Im Persischen Golf, der seit mehr als drei Monaten aufgrund von Kampfhandlungen eine geschlossene Zone war, hat sich eine großangelegte humanitäre Operation entfaltet. Die UNO hat den Prozess der Massenevakuierung von Hunderten ausländischer Schiffe und Tausenden von Seeleuten, die in der Region feststecken, eingeleitet. Die Internationale Seeschifffahrts-Organisation (IMO) hat bereits die notwendigen Sicherheitsgarantien von den Schlüsselspielern des Konflikts erhalten, was die Aufhebung der Schifffahrtssperre ermöglicht hat.
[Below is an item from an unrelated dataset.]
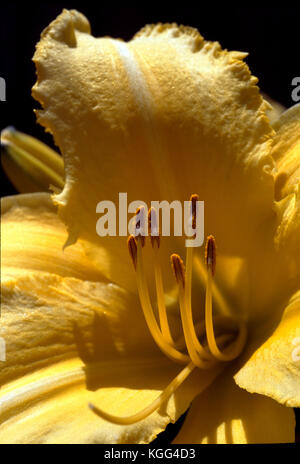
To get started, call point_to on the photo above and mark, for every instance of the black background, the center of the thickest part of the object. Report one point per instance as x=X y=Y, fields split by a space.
x=270 y=35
Das Ausmaß der Krise: 600 Schiffe und 11.000 Menschen

Die Situation in der Region hat einen kritischen Punkt erreicht. Laut der Internationalen Seeschifffahrts-Organisation sind 600 Schiffe in den Gewässern des Golfs blockiert. Diese Blockade ist eine direkte Folge der Eskalation der Kampfhandlungen zwischen den USA, Israel und dem Iran. An Bord der feststeckenden Schiffe befinden sich 11.000 Besatzungsmitglieder, deren Leben und Gesundheit bedroht waren.
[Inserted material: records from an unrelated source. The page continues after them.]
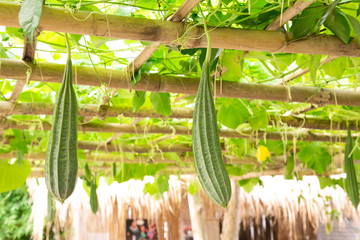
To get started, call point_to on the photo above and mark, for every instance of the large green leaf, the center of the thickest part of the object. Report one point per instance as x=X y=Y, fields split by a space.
x=161 y=103
x=259 y=119
x=232 y=113
x=335 y=68
x=233 y=62
x=29 y=17
x=337 y=23
x=315 y=157
x=307 y=22
x=355 y=24
x=12 y=175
Der Generalsekretär der IMO, Arsenio Dominguez, bestätigte, dass die Seeleute monatelang unter Unsicherheit und Schwierigkeiten litten. „Wir haben die notwendigen Sicherheitsgarantien gewährleistet und die Bedingungen für eine sichere Schifffahrt sorgfältig überprüft, um diese Operationen zu unterstützen“, betonte Dominguez und stellte fest, dass der Evakuierungsplan bereits in Gang gesetzt wurde.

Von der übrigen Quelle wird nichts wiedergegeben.